Government won’t use fortune at its fingertips

Please permit me to refute Mr. Quiles’ Dec. 29 comments on my previous letter regarding LWCF funds and related issues.

Please permit me to refute Mr. Quiles’ Dec. 29 comments on my previous letter regarding LWCF funds and related issues.

A specific expenditure attached to a funding bill is by generic definition an “earmark.” An asphalt parking lot at a Maple Valley trailhead is an unnecessary expenditure of borrowed money as well as being highly questionable as a conservation measure.

The $900 million from drilling lease proceeds he refers to has only been achieved once since 1965 due to repeated and prolonged environmental impact statements and legal injunctions initiated by various environmental lobbying organizations. This Maple Valley parking lot can be considered part of the $17 billion he states have been diverted to unrelated issues.

Regarding buying and selling oil on the world market: if we produce sufficient quantity, the price goes down. That’s high school economics.

Regarding the 1872 mining law, etc: This law was originally written for the pick and shovel prospectors. Royalties were paid by the capitalizing corporations to the patented claim holders. Corporations pay taxes and the prospector pays income tax on his royalties and his wages when he becomes a day laborer in the mine.

Regarding logging: Trees are a renewable resource. Private enterprise can build the roads to new leases. Many of the 300,000 miles of logging roads Mr. Quiles refers to are being closed down as part of USFS Travel Management Plans, creating more de facto wilderness areas. Domestic lumber production is at its lowest level since the 1940s. Consider these things when you try to make your next mortgage payment on your crackerbox house on barely enough land to support the foundation, built with Canadian lumber sawn on an offshore Japanese sawmill barge and sulphuric acid riddled gypsum board from China rotting out your Chilean copper plumbing and wiring.

Everything we consume is at some point mined, drilled and extracted, or grown and harvested. My point is that we’re not doing this for ourselves. These products are what money is exchanged for.

We have nothing backing our currency. We have a fortune at our fingertips and our government appears to be selling it out from under us or abandoning it. We have people in tent cities surrounded by millions of vacant acres. I sincerely believe that the only thing keeping many people saluting the Stars and Stripes is an extended unemployment check made good by a foreign loan or U.S. Treasury junk bond.

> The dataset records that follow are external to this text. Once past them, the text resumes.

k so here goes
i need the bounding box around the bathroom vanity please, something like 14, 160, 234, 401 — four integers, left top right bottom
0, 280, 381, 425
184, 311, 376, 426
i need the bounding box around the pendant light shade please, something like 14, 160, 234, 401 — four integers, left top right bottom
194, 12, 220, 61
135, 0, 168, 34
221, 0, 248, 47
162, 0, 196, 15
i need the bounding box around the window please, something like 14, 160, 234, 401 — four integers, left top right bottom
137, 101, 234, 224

Conduct a poll in Nickelsville or Uncle Bud’s trailer park in Buckley or at a temporary day labor agency and you’ll find a lot of truth in this statement.

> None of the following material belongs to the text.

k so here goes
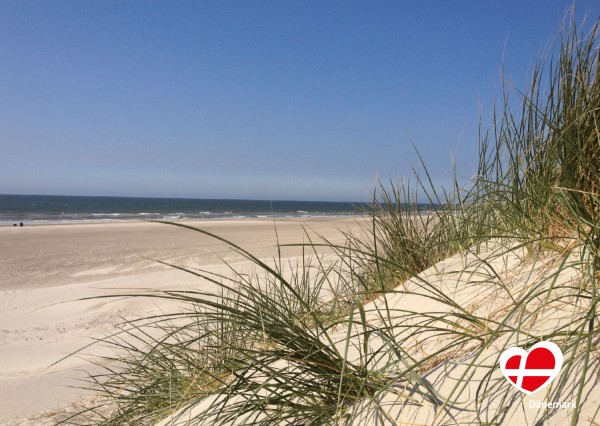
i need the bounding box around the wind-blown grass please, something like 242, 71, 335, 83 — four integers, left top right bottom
66, 10, 599, 426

I’ve been a miner, a sawyer, a soldier when the soup line got too long, and after 10 years my fourth go round at self employment is going down the tubes with the economy. I will eventually recover from another repossession and another bankruptcy, but this time I’m perturbed.

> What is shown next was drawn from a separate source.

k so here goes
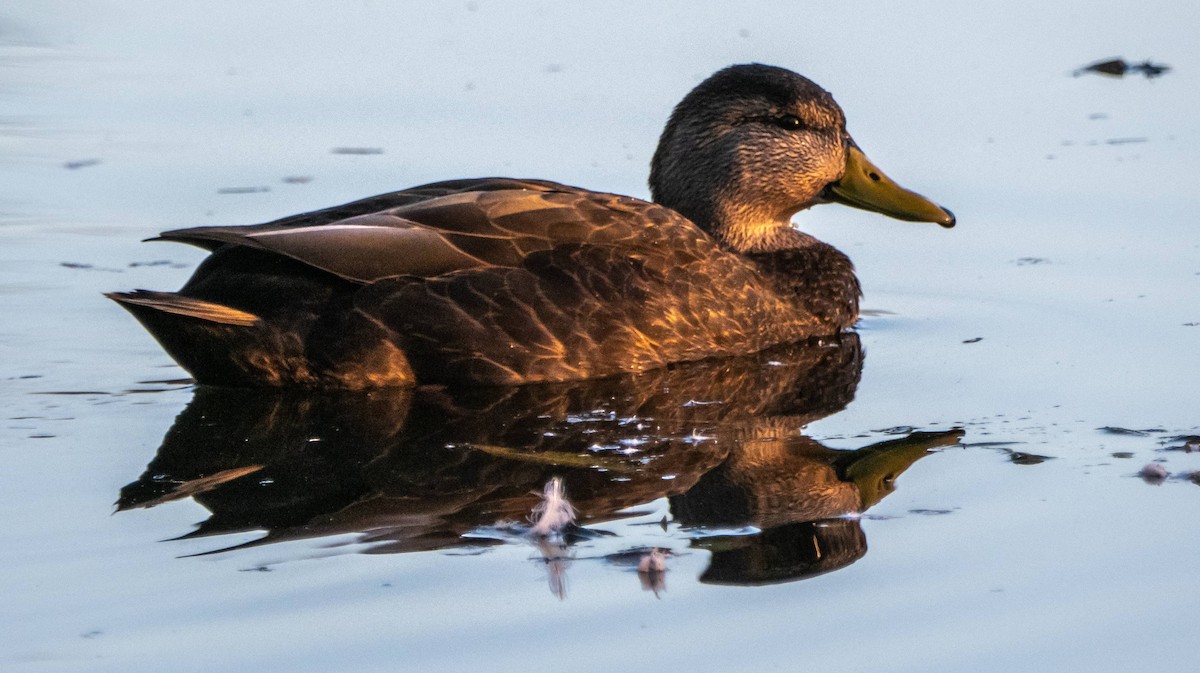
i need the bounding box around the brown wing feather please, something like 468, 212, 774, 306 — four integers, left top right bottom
155, 180, 712, 284
156, 178, 581, 249
246, 220, 497, 282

To paraphrase a famous document, human events have nearly run their course. While not yet disloyal, I am a western American, not necessarily superior but certainly distinctive. lf our government won’t let us use what we have here, we need to go our own way. Hopefully we can find a political way to stay united besides pacification in the form of government checks and handouts. Any potential allies aren’t going to help us just because they like us. Given the left-leaning prevailing mindset in western Washington, Seattle will be all in favor of a communist takeover as long as it keeps us safe. I want the Republicans to shape debate and campaign agendas on the above and related issues and stop wasting breath on social issues like abortion and gay rights. We can win on this stuff. Now you know why I’ve been so critical of Congressman Reichert on environmental issues.